Performance reviews suck. Why?
Here's what I mean: you're hoping that your employees will improve, and become A players. But then you spend the entire review session evaluating their past behavior... and you don't create an environment that helps them grow. No wonder that these sessions don't influence your employees' work performance in any meaningful way!
Here's what you should do instead: Transform your performance reviews into personal development reviews.
This brilliant idea came from Keith Lee, who's not just an expert in building systems that employees love, but also an entrepreneur who's grown companies to nine figures in revenue. The systems Keith developed and implemented allowed his company, American Retail Supply, to grow its sales from $300,000 to $15 million per year, and earned them the recognition of being the "Best Small Business to Work For in Washington State" by Washington CEO Magazine.
According to Keith, the key to empowering your employees is to run personal development reviews, which are monthly one-on-one meetings where you ask your employees a series of questions to help them reflect on themselves.
These five questions (that he personally uses) will encourage your employees to focus on continuous improvement:
1. What went well since we last met?
Before you start the session, get your employees to share their wins with you. Did they close a huge sale recently? Did they finally wrap up a challenging project? Did a customer write in to compliment them?
After your employee shares their wins with you, be sure to recognize their achievements and efforts. This will energize them, and start the session on a good note.
Personal development reviews aside, you can also apply this trick to other work situations. For example, I always start off my Morning Mojo meetings by celebrating wins.
2. What went wrong and what did you learn from it?
With this one question, you're achieving two things. First, you're getting your employees to assess their mistakes, and learn from whatever they did wrong.
Second, you're turning a negative into a positive. Your employee might feel down from a recent setback, but re-framing the situation will boost their spirits, and give them the confidence to keep trying.
Now, it's easy to start lecturing your employee on what they did wrong, especially if they've made a costly mistake. But it's much more effective to simply lead with a question, and let them figure it out by themselves. Trust me on this one. Doing it like this will really make it stick.
3. What did you find that was broken or could be improved, and what did you do to fix or improve it?
This question is particularly important -- it helps you cultivate a culture of proactiveness in your company. By asking this question, you're encouraging your employees to constantly think of ways to optimize processes, workflows, and tasks.
At the end of the day, you don't just want your employees to be hard workers; you want them to be smart workers as well.
4. What did you do to help create a motivating environment? Who did you catch doing something right?
You also want to encourage your employees to be team players.
Don't let your personal development sessions escalating into a rant session, where your employees trash-talk their colleagues and blame all their problems on them. Instead, have them focus on the positive aspects of working in a team.

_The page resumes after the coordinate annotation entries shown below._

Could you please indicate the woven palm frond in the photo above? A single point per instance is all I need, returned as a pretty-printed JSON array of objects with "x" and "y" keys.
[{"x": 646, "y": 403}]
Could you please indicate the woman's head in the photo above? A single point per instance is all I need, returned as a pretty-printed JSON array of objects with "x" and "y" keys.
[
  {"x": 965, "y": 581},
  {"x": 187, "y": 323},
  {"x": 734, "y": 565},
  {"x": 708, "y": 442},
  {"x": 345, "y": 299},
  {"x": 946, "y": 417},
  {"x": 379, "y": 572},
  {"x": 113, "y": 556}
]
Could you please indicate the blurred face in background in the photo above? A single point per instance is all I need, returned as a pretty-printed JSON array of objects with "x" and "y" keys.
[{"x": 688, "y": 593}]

For example, I make sure that my best performers regularly document and share tactics when it comes to creating great results.
5. What else would you like to talk about?
If there's anything that you missed out on, or anything that's bugging your employees, this is when they can raise it up. Your employees will only perform at their best when they feel well-supported, so you need to address any concerns or questions that they might have.
Yes, traditional performance reviews are ineffective in helping your employees grow, but here's the good news: it's easy to come up with your very own version that will get the job done. Remember Keith's simple but impactful personal development reviews, and think about how you can use these to motivate your team. Your employees are your greatest asset, so it's in your best interests to empower and support them!